Die Analyse des Pflanzensaftes hilft bei der Entscheidungsfindung in der Fertigation
Von Maxwell Soares da Silva, Agrarspezialist bei Netafim
09.05.2022 | 14:14 (UTC -3)
Die Suche nach Erkenntnissen über den Ernährungszustand der Pflanze wird in der Landwirtschaft ständig betrieben, und zwar mithilfe von Methoden wie der Blattanalyse und neuerdings auch der Saftanalyse. Die Blattanalyse wird häufig eingesetzt, da sie die Anreicherung von Nährstoffen von der Blattbildung bis zur Ernte darstellt. Bei der Saftanalyse handelt es sich um eine Technik, die den Ernährungszustand und den Nährstoffbedarf im aktuellen Zustand der Pflanze und in allen Stadien anzeigt und schnell und praktisch als Grundlage für Fertigationsprogramme dient.
Durch den Einsatz der Fertigation ist der Erzeuger in der Lage, häufig Nährstoffe auszubringen.

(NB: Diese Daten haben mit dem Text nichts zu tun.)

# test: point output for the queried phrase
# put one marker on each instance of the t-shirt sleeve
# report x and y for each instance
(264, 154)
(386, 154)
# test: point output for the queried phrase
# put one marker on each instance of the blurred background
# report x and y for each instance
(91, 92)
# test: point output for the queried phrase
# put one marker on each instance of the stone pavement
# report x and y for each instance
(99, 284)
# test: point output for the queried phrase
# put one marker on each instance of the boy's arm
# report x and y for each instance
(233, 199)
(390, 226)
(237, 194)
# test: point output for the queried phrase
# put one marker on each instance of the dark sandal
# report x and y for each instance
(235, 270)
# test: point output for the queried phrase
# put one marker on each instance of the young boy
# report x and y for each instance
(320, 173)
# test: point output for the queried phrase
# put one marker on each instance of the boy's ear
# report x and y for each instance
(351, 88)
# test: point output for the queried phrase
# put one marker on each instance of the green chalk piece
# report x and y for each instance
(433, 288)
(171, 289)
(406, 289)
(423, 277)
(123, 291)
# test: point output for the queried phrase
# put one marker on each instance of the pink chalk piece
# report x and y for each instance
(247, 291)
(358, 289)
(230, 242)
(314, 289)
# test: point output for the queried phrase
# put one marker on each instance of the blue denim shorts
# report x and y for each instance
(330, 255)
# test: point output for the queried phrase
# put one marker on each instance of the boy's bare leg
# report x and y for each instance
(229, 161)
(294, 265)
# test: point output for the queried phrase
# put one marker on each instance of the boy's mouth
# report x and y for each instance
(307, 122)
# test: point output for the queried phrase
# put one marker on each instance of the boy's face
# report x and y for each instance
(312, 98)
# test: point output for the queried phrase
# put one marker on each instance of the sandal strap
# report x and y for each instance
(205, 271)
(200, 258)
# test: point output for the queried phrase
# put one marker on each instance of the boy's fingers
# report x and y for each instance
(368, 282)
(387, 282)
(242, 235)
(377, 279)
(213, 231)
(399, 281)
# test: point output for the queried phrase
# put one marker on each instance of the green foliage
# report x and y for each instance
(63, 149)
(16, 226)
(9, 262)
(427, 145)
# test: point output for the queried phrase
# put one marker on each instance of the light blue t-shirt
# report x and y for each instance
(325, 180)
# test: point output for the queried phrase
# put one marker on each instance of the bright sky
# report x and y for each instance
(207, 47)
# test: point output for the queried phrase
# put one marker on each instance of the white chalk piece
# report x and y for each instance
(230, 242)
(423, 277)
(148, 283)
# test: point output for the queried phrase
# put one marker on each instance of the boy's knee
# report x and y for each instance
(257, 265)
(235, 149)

Bei hohen Inputpreisen muss die Düngung so gezielt wie möglich erfolgen, und die Saftanalyse passt perfekt, denn mit der Entwicklung spezifischer Parameter für jeden Sortentyp und jede phänologische Phase kann der Erzeuger Verluste aufgrund von Mangel oder vermeiden Überschuss an Nährstoffen.
Laut Cadahía et al. (2005) wurde im Buch „Ferricultural, Fruit and ornamental Crops, in Vine Culture“ festgestellt, dass die Saftanalyse empfindlicher auf Schwankungen der Düngung, insbesondere Kalium, reagierte. Dies spiegelt sich beispielsweise im alltäglichen Leben auf dem Land im Tal von São Francisco wider, wo die Technik verfeinert wird und die Erzeuger durch die Extraktionsergebnisse bei einigen Rebsorten durch Fertigation Kaliumdünger ausbringen können, was zu einer besseren Nutzung der Inputs führt º Brix (Süßegrad), Qualität und Produktivität verlieren.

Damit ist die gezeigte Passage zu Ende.